Later, the teachers used a projector to present their notes to their colleagues. Under Martinez’s guidance, the teachers revised how they discussed the student’s strengths. Now, they called the essay “informative” and said it was organized well by topic and included a “clear introduction” and a “clear conclusion” — language that was more in line with the new standards.
Scenes like this were playing out in schools across the five boroughs this morning as part of an extra day of professional development given to staff before students start class tomorrow. The training sessions were specifically targeted at preparing teachers for the citywide rollout of the Common Core curriculum standards, designed to refocus expectations to be more in line with college and career readiness.
P.S. 124 was among 100 schools that tested the core standards waters as part of a citywide pilot last year. This year, all schools are expected to begin tying instruction to the new standards, and their first step is to identify the gap between what students currently know and what the Common Core demands of them. That means teachers will be reviewing samples of student work, using the same kind of scrutiny required in today’s training exercise.

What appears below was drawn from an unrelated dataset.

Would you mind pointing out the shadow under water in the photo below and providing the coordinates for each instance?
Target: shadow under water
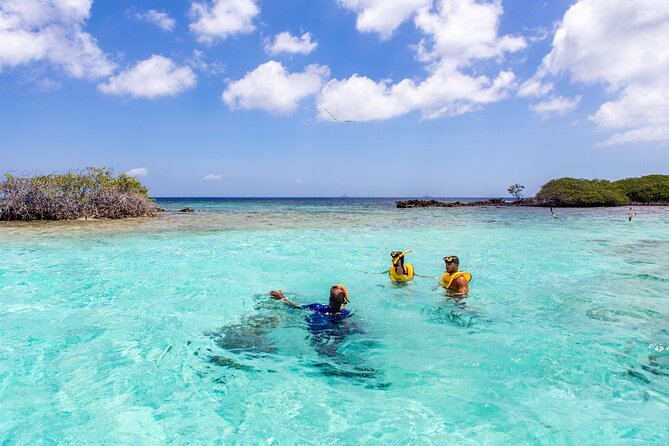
(260, 341)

“One of the things that we strive to instill with our staff is that it’s not good enough just to teach the curriculum,” said Chief Academic Officer Shael Polakow-Suransky, who is overseeing the city’s Common Core rollout. “You can teach something and still have half the kids not learning.”
He visited P.S. 124 today along with Schools Chancellor Dennis Walcott. With the pair of top officials dropping in on the training session, teachers spoke excitedly about the new standards. But many of their comments were cut with a sense of caution.
“I feel an incredible amount of enthusiasm for the first time in eight years,” said one teacher. “I really just hope that we’re supported from the top on this.”
“We’re heading in the right direction, but there’s still fear,” another teacher remarked. “And that’s okay.”